Carnet de philo
par Géraldine Mosna-Savoye
Le 06/04/2021
"SaccageParis" : faire du sale pour avoir du propre
Pourquoi l'obsession de la propreté a quelque chose de sale.
Pour ceux qui seraient passés à côté : cette polémique a commencé ce week-end sur les réseaux sociaux, elle a été reprise depuis par les médias. Son nom “Saccage Paris”, donc, milliers de photos à l’appui, a pour but de dénoncer la saleté et l’enlaidissement de la capitale.
La Ville a riposté, voyant dans ce déchaînement une campagne de dénigrement et s’est sentie obligée de répondre, je cite, que “comme toutes les villes de France, Paris est confrontée à des incivilités et à des problèmes de régulation de l’espace public".
J’ai passé pas mal de temps à faire défiler toutes ces images, mais je dois dire que je reste un peu dépassée par cette polémique. Et si j’avais été la Ville (j’adore cette idée), je n’aurais même pas répondu, des photos restent des points de vue, des clichés qui ne prouvent parfois rien et illustrent surtout un avis déjà arrêté.
Toutefois, au-delà de la gestion urbaine, une autre question se pose : que veulent bien nous dire toutes ces personnes avec leurs photos de poubelles et de rues en chantier ? Que révèlent-ils avec cette obsession de la propreté ?
Le tout-propre
En fait, ce qui est surprenant avec cette polémique, ce n’est pas tant le fait de pointer l’enlaidissement d’une ville, phénomène assez banal et récurrent (on pense toujours que le sens esthétique n’est pas d’aller vers le mieux mais le pire), mais c’est surtout le fait d’être autant attaché à la propreté. De le dire, de le montrer et de le prouver.
Je ne dis pas que je préfère le sale, pour répondre à votre question, mais je ne comprends pas pourquoi, à l’inverse, on se sent ainsi obligé de prôner le tout-propre. Car, hélas, jamais rien ne sera à la hauteur…
Et c’est bien la tragédie de cette clameur hygiéniste : elle ne trouvera jamais de quoi combler sa soif de clarté, de netteté, de rues dégagées, de poubelles vidées.
Il y aura toujours un papier par terre, des chewing-gum fossilisés dans le béton et une poubelle qui déborde.
Il y aura toujours des déchets à photographier et des cochons à dénoncer.
Et voilà que paradoxalement les obsessionnels du propre se trouvent à voir du sale partout, et à polluer l’actualité avec leur idée de perfection.
Réhabiliter le déchet
Ce qui est ainsi frappant, c'est que cette quête de la propreté se trouve sans cesse entachée à la fois dans sa méthode (dénoncer, juger, mépriser) et dans son contenu (des images en veux-tu en voilà, d’excréments, de détritus, de pourritures, etc. etc.).

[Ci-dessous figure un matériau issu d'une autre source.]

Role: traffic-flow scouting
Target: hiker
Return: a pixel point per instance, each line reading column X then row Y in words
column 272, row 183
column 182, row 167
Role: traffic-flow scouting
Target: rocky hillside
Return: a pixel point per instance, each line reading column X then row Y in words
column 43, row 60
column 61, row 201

Ce qui révèle, je crois, non pas seulement un problème de rapport à la perfection qui prendrait forcément la forme de la propreté éclatante, sans taches, sans fautes, mais surtout, et au contraire, un problème de rapport au déchet…

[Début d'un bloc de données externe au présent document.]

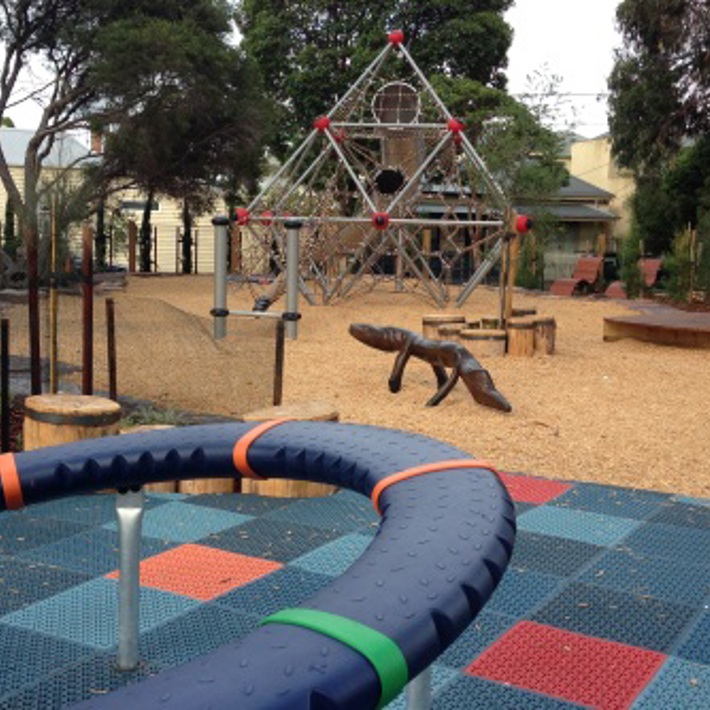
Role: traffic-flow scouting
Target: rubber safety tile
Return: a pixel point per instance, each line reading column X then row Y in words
column 286, row 588
column 24, row 582
column 670, row 542
column 86, row 679
column 617, row 616
column 198, row 631
column 201, row 572
column 277, row 540
column 334, row 557
column 592, row 528
column 696, row 644
column 469, row 692
column 87, row 614
column 92, row 551
column 528, row 489
column 552, row 555
column 640, row 575
column 573, row 667
column 679, row 684
column 183, row 522
column 608, row 500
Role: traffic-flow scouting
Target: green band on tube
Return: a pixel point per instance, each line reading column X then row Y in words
column 380, row 650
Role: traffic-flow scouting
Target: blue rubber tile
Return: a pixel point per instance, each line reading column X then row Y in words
column 93, row 552
column 617, row 616
column 243, row 504
column 468, row 692
column 23, row 582
column 88, row 614
column 683, row 514
column 440, row 678
column 193, row 634
column 183, row 522
column 689, row 500
column 696, row 645
column 89, row 678
column 335, row 557
column 552, row 555
column 271, row 539
column 609, row 500
column 337, row 513
column 21, row 531
column 285, row 588
column 486, row 628
column 27, row 655
column 670, row 542
column 592, row 528
column 520, row 592
column 679, row 684
column 640, row 575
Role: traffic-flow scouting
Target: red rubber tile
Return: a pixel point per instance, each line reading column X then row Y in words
column 582, row 669
column 201, row 572
column 525, row 489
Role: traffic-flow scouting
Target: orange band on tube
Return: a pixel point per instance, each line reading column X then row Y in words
column 11, row 486
column 241, row 448
column 420, row 470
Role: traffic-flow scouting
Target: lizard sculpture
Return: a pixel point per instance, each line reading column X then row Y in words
column 440, row 354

Car ce pauvre déchet n’est pas qu’une saleté à cacher, une imperfection, mais un reste de nous, une trace de nos vies menées, et même plus que ça, je crois...
Je sais bien qu’un philosophe antique comme Socrate n’est pas d’accord avec ça et répond par la négative à cette question de Parménide :
“mais Socrate, pour ces choses qui pourraient te paraître ignobles, telles que poil, boue, ordure, enfin tout ce que tu voudras de plus abject et de plus vil, crois-tu qu'il ne faut pas admettre des idées différentes de ce qui tombe sous nos sens ?”
Pourtant, il se joue là une chose fondamentale : pourquoi l’abject, venant aussi de nous, cet abject que l’on produit, ne pourrait-il pas, comme le temps ou l’amour, être pensé et même regardé, et pas seulement rejeté, condamné et méprisé ?
Bizarre, d’ailleurs, que tous ceux qui ont alimenté cette polémique n’aient pas pensé à ça : avec leurs images de Paris saccagé, ils auront au moins montré et peut-être regardé (je n’ose dire pensé) leurs propres déchets.